Comme je ne suis pas économiste, mes théories peuvent être particulièrement fumeuses, mais comme les économistes disent n’importe quoi, je m’autorise à penser tout haut. La clé de tout semble être la confiance. Si on se réfère à l’Histoire et aux graphiques que l’on a entre les mains on peut se dire que c’est temporaire et qu’il faut faire le gros dos. On peut se dire aussi que cette crise boursière est pour l’instant moins grave que celle qui avait commencé avant le 11-Septembre et été accélérée par l’attentat des Twin Towers. Si, en toute objectivité, on regarde le montant global et la quantité de banques et d’assurances qui ont dû être secourues depuis un an, c’est, si ce n’est négligeable dans l’ensemble du monde bancaire, du moins parfaitement gérable. Le problème principal est donc la confiance. Le moins que l’on puisse dire est qu’elle est loin d’être là et encore moins récupérable à court terme.
La crise de 29 avait amené dans un premier temps qui a duré une réglementation de protection bancaire, mais le système financier dont les thuriféraires ont été les Américains qui reposaient sur deux pieds malsains : le gain spéculatif et la déréglementation, a montré ses dangers. Peu à peu les Américains, pour assouvir ce qu’ils pensent être le summum de la réussite : la vénération de l’accumulation de l’argent, dans un monde où la liberté d’agir est, selon eux, le seul moyen de prouver la valeur par la libre concurrence sans entraves, ont dérégulé le monde pré (courtiers) et post (investment bank) bancaire. On a vu s’enrichir de façon inimaginable ceux qui sont à la tête des banques et établissements financiers qui ont fait partie ou propagé la crise. Dans le même temps, des chefs d’entreprise soit par des parachutes dorés, soit par des rémunérations indécentes alors que leurs entreprises ne faisaient des étincelles que par les pertes qu’elles engrangeaient. Il est d’évidence incompréhensible pour qui que ce soit, du moins inacceptable, que ce soit les contribuables qui payent les errements de ces hommes-là. Ceci met dans le même panier ceux qui sont responsables directement ainsi que les politiques par leurs comportements et les lois qu’ils ont fait voter.

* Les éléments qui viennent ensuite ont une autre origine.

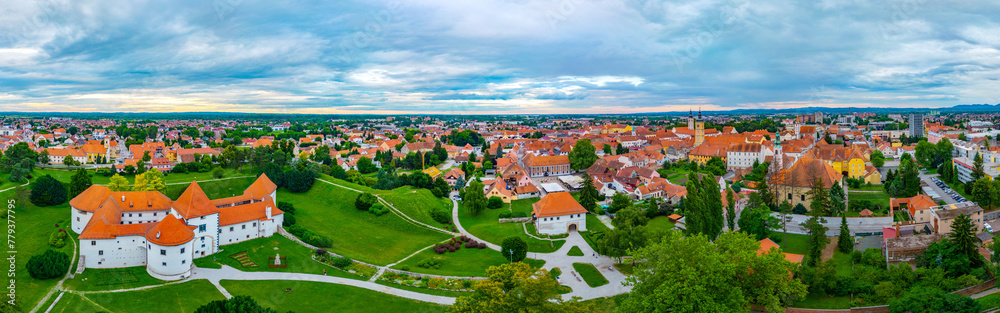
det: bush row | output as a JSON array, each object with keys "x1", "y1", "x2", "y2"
[
  {"x1": 287, "y1": 225, "x2": 333, "y2": 248},
  {"x1": 497, "y1": 211, "x2": 528, "y2": 219}
]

En résumé c’est le système lui-même qui est à mettre au pilori et à réinventer. Les incantations punitives sont inappropriées et dégagent la responsabilité, non celle des lampistes car elle est quand même engagée, mais des politiques et du système. Cette attaque facile ressemble aux procès de Moscou : on accuse des personnes pour retarder le procès du système. On nous dit en gros : ce n’est pas le mécanisme qui est en jeu, mais les hommes. Staline n’est pas mort. Or, s’il est vrai qu’au tout début la spéculation qui a été initié à Chicago, sur le marché des céréales, avait un objectif économique sain : permettre à un agriculteur de financer ses cultures en achetant à l’avance sa récolte, le spéculateur prenant le risque que le prix à terme du blé s’effondre ou au contraire monte, permettait le financement de la culture, ce système à objectif économique et à partage de risque a été dévoyé par les spéculateurs qui ont joué sur tout ce qui pouvait s’acheter et se vendre. Il y a eu ainsi la crise du sucre, il y a celle du pétrole, il y a eu celle de la livre anglaise où Georges Soros a gagné 1 milliard de livres, et il y avait eu celles de junk bunds et maintenant celle de la titrisation des subprimes. Les deux mamelles de cette crise sont : la spéculation dévoyée dès son origine et la rémunération des traders, le tout sous-tendu par la non-réglementation de pans entiers de l’économie financière américaine. On pourrait traduire cela par l’appât du gain. La spéculation n’est plus au service de l’économie, ce pour quoi elle a été mise en place, mais pour le seul but de l’enrichissement rapide et indécent de golden boys et de patrons de banque d’investissement qui ne reposait sur aucun talent et sur un risque supporté par d’autres. C’est évidemment tout cela qui est à revoir.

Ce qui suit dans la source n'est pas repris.